Infinite Memory, de Caroline Poggi & Jonathan Vinel
Disons-le tout net : Infinite Memory (dont on vous parlez il y a quelques jours) n’est pas de ces livres qui en mettent plein la vue au moment des fêtes de fin d’année, ces ouvrages que l’on ne lit pas vraiment mais qui s’avèrent être tellement beaux, volumineux et esthétiques qu’ils finissent illico sur la table basse – les fameux coffee table books, comme on dit outre-Manche. Belle et richement illustrée, la première monographie de Caroline Poggi & Jonathan Vinel l’est évidemment : à commencer par la manière dont les films du duo sont ici transformés en des essais photographiques, questionnant dès lors le sens de chaque image – pensée pour être mouvante, que nous raconte-t-elle une fois figée ? Il serait toutefois dommage de se priver des analyses approfondies d’Alenda Y. Chang, Béatrice Grenier ou Ingrid Luquet-Gad, notamment autour de l’imagerie des jeux vidéo, voire même du riche entretien mené par le critique Philippe Azoury, éclairant et parfait pour comprendre la richesse de cet univers singulier, à la fois cinéma-vidéo et pratique-jeu. /MD
- Infinite Memory, Anglais, 274 pages, Béatrice Grenier, 30 euros.

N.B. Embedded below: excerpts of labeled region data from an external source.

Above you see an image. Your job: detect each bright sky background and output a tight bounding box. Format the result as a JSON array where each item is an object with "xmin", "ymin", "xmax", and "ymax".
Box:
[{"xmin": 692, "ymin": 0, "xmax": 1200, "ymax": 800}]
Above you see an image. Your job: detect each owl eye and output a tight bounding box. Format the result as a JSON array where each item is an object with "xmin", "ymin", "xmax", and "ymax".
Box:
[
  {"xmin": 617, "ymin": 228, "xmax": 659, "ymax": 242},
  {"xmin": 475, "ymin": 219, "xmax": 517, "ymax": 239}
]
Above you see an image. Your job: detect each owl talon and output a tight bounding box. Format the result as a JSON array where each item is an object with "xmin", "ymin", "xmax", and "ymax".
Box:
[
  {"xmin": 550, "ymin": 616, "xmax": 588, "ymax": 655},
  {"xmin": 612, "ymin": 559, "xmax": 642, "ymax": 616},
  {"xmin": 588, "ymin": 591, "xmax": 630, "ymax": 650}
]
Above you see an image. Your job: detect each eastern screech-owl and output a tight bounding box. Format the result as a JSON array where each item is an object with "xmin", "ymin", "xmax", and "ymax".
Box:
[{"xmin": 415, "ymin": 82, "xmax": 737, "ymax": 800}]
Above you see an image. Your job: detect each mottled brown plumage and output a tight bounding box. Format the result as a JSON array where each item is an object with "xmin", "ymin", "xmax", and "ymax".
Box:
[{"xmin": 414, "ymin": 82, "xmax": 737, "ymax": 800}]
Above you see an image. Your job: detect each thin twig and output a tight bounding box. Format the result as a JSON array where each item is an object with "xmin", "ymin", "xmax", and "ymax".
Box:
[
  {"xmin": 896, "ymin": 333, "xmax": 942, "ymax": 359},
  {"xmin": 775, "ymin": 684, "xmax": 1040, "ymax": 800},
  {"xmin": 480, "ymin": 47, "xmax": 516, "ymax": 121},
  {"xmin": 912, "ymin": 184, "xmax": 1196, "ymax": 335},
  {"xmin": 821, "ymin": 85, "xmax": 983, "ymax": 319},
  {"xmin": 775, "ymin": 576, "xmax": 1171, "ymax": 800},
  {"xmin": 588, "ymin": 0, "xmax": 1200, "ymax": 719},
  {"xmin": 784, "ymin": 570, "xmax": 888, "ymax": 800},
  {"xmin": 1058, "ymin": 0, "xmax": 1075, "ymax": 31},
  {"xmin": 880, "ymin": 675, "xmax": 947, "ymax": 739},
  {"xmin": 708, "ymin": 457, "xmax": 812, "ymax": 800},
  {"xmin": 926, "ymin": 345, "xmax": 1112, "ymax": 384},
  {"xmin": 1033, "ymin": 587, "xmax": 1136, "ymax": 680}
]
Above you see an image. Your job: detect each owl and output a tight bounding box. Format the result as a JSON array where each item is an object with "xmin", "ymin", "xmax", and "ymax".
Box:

Miguel Chevalier, de Miguel Chevalier
La forme est classique, le contenu finalement fidèle à ce que l’on attend d’une monographie : poser un regard complet sur l’œuvre d’un artiste, proposer un entretien inédit avec celui-ci et livrer les coulisses de certains de ses travaux les plus emblématiques. Ou, du moins, les plus récents – Digital Arabesques (2014-2024), Pixels Liquides (2019), Amphibolis (2021), Digital Moirés (2022), Pixels Wave (2024). On s’avoue toutefois séduit par l’avant-propos de Laurence Bertrand Dorléac, historienne de l’art, qui raconte avec brio une certaine histoire de l’art informatique tout en faisant de Miguel Chevalier l’héritier conscient de Manfred Mohr, Vera Molnár, Margot Lovejoy ou Herbert Franke, tous ces artistes qui « ont touché aux territoires nouveaux en bouleversant la vision des couleurs, du mouvement et de la lumière, tous dans une forme d’ivresse expérimentale qui n’a rien à voir avec le fétichisme de la machine ». Dans l’entretien, mené en janvier 2024 par Jérôme Sans, on en apprend d’ailleurs davantage sur cette tension entre nature et artifice qui semble agiter l’esprit créatif de Miguel Chevalier dans de nombreuses œuvres (Sur-Nature, Ultra-Nature, Trans-Nature), pensées comme de véritables herbariums imaginaires. Richement illustré, Miguel Chevalier se reçoit également comme une plongée analytique dans l’œuvre d’un pionnier, aujourd’hui persuadé que « les visuels générés par l’IA permettent de dépasser son potentiel créatif ». /MD
- Miguel Chevalier, Français, 288 pages, Skira Éditions, 50 euros.